Questions de société : l’espérance pour tous !

Ces mois derniers vous avez été nombreux à vous mobiliser pour défendre le mariage et la famille, en choisissant les moyens que vous avez jugés appropriés pour promouvoir et défendre ce bien commun, notamment en participant à des manifestations publiques rassemblant des personnes de diverses orientations politiques et confessionnelles.

Aujourd’hui certains d’entre vous pourraient penser que le combat a été vain, puisque le projet de loi du mariage pour les personnes de même sexe a été voté malgré tout. C’est le jeu des institutions démocratiques. Il faut le respecter. Nous prenons douloureusement acte que le monde a changé et qu’il nous faut assumer paisiblement la différence qui nous marque du fait de la suite du Christ. Nous veillerons à ne pas nous laisser enfermer dans le piège d’un repli sur soi, qui serait contraire à notre vocation. Et nous ne nous laisserons pas aller au pessimisme, car nous savions déjà que tout ce qui est légal n’est pas pour autant ni juste ni moral.
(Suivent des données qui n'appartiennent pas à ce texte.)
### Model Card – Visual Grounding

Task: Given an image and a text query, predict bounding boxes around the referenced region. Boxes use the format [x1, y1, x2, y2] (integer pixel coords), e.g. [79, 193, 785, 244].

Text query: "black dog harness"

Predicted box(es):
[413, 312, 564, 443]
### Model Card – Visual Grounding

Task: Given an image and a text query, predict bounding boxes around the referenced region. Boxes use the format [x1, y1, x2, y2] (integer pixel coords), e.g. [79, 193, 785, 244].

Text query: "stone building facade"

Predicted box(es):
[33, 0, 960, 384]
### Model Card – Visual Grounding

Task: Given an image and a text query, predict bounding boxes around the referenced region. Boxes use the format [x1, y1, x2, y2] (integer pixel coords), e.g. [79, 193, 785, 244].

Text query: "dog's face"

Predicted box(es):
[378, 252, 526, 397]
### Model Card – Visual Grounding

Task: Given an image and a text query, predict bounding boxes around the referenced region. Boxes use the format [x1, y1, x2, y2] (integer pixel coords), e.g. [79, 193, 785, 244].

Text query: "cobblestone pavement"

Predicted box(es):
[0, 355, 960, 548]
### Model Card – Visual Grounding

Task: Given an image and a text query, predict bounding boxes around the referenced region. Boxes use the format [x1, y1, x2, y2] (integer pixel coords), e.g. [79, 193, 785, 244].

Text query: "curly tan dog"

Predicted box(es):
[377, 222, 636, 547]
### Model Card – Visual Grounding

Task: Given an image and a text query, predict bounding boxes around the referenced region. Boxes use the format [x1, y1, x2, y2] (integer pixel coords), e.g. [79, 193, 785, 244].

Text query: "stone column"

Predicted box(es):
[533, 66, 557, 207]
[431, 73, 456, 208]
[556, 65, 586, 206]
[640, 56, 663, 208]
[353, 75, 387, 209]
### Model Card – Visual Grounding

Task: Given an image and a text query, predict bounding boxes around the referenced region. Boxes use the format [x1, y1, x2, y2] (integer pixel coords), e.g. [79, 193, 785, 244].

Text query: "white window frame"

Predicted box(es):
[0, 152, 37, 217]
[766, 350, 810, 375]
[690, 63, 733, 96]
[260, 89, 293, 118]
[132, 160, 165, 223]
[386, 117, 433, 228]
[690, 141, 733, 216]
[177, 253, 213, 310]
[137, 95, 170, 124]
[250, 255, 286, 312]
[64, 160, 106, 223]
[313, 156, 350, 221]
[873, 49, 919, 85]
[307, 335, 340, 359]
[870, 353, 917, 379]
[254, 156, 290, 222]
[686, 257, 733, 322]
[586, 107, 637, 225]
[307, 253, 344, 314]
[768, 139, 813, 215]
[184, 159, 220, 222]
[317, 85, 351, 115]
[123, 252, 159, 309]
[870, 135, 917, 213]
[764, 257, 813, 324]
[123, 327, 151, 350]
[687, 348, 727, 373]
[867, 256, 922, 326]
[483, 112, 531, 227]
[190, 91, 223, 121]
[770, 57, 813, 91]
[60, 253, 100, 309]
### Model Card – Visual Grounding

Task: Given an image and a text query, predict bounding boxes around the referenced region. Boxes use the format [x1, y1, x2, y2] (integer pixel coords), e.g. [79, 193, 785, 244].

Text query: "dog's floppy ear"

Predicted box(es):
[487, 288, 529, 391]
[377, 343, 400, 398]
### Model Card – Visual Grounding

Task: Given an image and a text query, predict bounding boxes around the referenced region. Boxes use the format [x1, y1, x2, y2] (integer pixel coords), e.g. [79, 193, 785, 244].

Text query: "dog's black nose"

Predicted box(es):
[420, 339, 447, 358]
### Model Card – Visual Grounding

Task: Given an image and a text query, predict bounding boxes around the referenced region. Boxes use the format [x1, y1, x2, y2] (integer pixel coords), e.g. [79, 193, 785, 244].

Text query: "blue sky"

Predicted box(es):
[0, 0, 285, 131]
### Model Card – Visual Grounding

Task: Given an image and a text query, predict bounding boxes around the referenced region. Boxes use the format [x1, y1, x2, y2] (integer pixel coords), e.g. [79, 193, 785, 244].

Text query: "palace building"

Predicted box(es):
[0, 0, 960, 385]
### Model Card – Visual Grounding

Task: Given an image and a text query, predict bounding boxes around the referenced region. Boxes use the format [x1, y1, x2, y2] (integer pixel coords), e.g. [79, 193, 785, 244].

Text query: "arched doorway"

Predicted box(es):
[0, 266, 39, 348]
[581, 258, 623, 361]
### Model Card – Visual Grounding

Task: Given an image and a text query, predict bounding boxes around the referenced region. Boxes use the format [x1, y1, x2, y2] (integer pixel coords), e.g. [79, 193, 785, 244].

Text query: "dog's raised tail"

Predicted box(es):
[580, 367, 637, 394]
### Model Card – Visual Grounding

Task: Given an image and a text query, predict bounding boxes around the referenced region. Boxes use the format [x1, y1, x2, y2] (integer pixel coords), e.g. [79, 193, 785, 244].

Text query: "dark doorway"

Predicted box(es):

Le Cardinal André Vingt-Trois nous a mis en garde contre les dérapages possibles : « Notre approche des problèmes n’est jamais conduite par un désir de dominer les contradicteurs par la violence, qu’elle soit verbale ou physique (…) Nous ne pouvons pas encourager une action publique qui détournerait les enjeux du débat pour en faire un moyen de déstabiliser le pouvoir politique (…) Aucune action guidée par la haine, aucune action qui suscite la haine, ne peut se revendiquer de l’Evangile du Christ. Elle ne peut pas prétendre à se réclamer de l’Eglise » (Discours de clôture de l’assemblée plénière des évêques de France, le 18 avril dernier).

Ceci dit, la mobilisation des chrétiens a été fructueuse, puisque, d’une part, elle a contribué à faire entendre un autre son de cloche et à ouvrir un débat public ; d’autre part, elle nous a stimulés à la conversion. Comme nous le rappelait utilement le cardinal André Vingt-Trois : « la pointe du combat que nous avons à mener n’est pas une lutte idéologique ou politique. Elle est une conversion permanente pour que nos pratiques soient conformes à ce que nous disons : plus que dénoncer, il s’agit de s’impliquer positivement dans les actions qui peuvent changer la situation à long terme. » (Discours d’ouverture de l’assemblée plénière des évêques de France, le 16 avril dernier).

Un vaste chantier demeure ouvert devant nous. Il s’agit, positivement, de poursuivre la réflexion sur les questions de fond, pour éclairer notre conscience et celle des autres ; de promouvoir une éducation affective et sexuelle des enfants et des jeunes respectueuse de la vérité ; de développer la préparation au mariage et tout ce qui peut soutenir le couple et la famille ; d’accompagner les personnes en souffrance ; d’être des artisans de paix et de communion dans une société qui se désolidarise des personnes les plus fragiles. C’est en nous engageant dans des actions simples et concrètes que nous assurerons la promotion dans les faits d’une conception de l’homme porteuse d’espérance pour tous.